There are ways to cut down time spent in the kitchen and avoid wasted food in the budget.
Fresh vegetables are a joy in season, but when the weather is cold and you don’t have a farmer’s cellar with vegetables put away for the winter, what do you do?
Make Use of Your Freezer
Take a trip down your grocer’s freezer aisle and see what is in stock in the vegetable section. You should be able to find the tried and true items like potatoes, sweet potatoes, corn, mixed vegetables and broccoli, but look for the groupings of vegetables that have been cleaned and prepped for cooking.
PictSweet has a line of vegetables designed to help out the cook. Peeled, diced (or sliced) and frozen, these bags of tasty morsels lend themselves to quick soups, stews, casseroles, and side dishes.
Birdseye has a line called Steamfresh that is designed to be prepared in the microwave. They also have a variety of vegetables with different flavor profiles. There are also lines of veggie made pastas and fries and tots.
NOTE: All frozen vegetables can be prepared in the microwave.
Next check out the meat case. Your grocer will no doubt sell large quantities of poultry and ground beef at good prices. What this means is you can use these items as building blocks for meals that can be prepped ahead of time and tucked away in your freezer.
One of my local grocery chains has a pick 5 for $25 deal going most weeks. You pick 5 items from a variety of cuts of mean or poultry and pay only $25. It is a fantastic way to stretch the budget and fill the freezer.

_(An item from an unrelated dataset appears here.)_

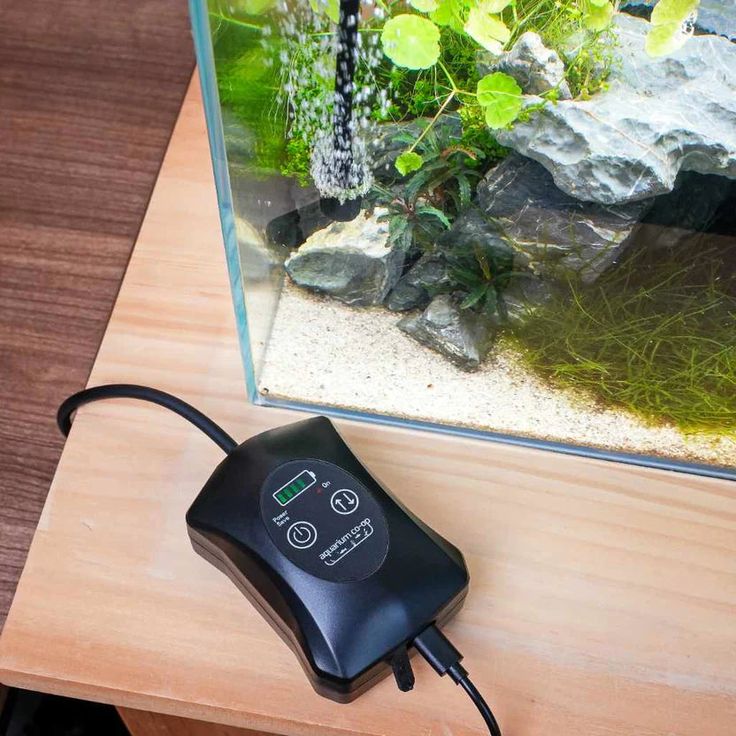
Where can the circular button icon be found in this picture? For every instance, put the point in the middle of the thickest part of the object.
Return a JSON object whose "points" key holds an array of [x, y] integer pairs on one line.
{"points": [[301, 534], [344, 501]]}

Take five or ten pounds of ground beef, a bag of prepped onions, celery and carrots, some salt and pepper and a large skillet or two and a stock pot or dutch oven and brown all the meat with the additions. You don’t want to put it all in one pot, it will need room to cook and brown. Drain and bag in one pound portions, labeling the bag adding the preparation date. Tuck it into the freezer. You now have five or ten separate bags of meat prepped for casseroles, stews, chili, or sloppy joes.
Or you could take five pounds of ground beef, separate it into two two pound portions and one one pound portions add one pound of your favorite sausage mix to each of the two pounds of beef and one half pound of sausage to the one pound of beef, add salt, pepper, garlic, onion and whatever you like in your meatloaf. Mix, and bag in the size you prefer, label and tuck into your freezer. You now have either 2 large and 1 small or 5 small meatloaves. Or you could use a portion to make meat balls.

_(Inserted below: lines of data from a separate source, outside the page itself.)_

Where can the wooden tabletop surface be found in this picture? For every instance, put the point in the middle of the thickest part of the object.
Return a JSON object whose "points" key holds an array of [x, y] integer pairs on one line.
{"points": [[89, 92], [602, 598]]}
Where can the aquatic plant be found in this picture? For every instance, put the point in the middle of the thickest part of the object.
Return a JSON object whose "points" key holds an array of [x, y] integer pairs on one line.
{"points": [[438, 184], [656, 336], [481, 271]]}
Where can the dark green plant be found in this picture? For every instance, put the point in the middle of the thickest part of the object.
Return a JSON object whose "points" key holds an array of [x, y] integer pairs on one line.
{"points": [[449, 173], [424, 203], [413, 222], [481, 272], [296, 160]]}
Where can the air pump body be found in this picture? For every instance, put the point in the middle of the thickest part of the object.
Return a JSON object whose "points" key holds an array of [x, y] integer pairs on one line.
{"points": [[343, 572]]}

The chicken or poultry can also be precooked – I like to put a large flat of boneless, skinless chicken breasts into my slow cooker and cook until done. I can either cut up the cooked chicken or bag individual pieces. I now have the start to a pot pie or chicken and rice or a base to use for dumplings.

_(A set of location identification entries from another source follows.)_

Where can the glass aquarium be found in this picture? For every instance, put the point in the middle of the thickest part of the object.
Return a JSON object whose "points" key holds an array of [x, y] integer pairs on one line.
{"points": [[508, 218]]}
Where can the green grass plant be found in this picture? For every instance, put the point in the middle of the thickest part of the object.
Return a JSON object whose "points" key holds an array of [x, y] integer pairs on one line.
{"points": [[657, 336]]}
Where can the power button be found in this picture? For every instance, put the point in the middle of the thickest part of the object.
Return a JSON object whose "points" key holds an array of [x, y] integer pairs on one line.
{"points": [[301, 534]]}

Freezer labels should include the following:
- Item in the bag – chicken breast meat
- Date prepared – 07/01/18
- Seasonings included – salt, pepper, onion, garlic
If you prepare dump meals be sure to include the cooking instructions.
This is going to take some time, but it will be worth it. Really!
Now that you have taken that trip through your grocery store and found out what they have in stock, you can put together a list of all the family’s favorite meals. Take your time. Think about Taco Tuesdays and Left Over Nights. Do you have Game Nights or Movie Nights? Are there some meals your family really love? Pizza? Sandwiches?
Collect those ideas and your favorite recipes.
Are there particular brands of food you like? Betty Crocker, Tyson and the like? Check out their websites for new recipes and coupons. For example, I love Near East rice pilaf, but during a recent trip to their website I found new products I wanted to try. I made sure to add them to my shopping list – and bookmark the recipes.
Congratulations! You now have the foundation of a meal plan that could take you through the school year.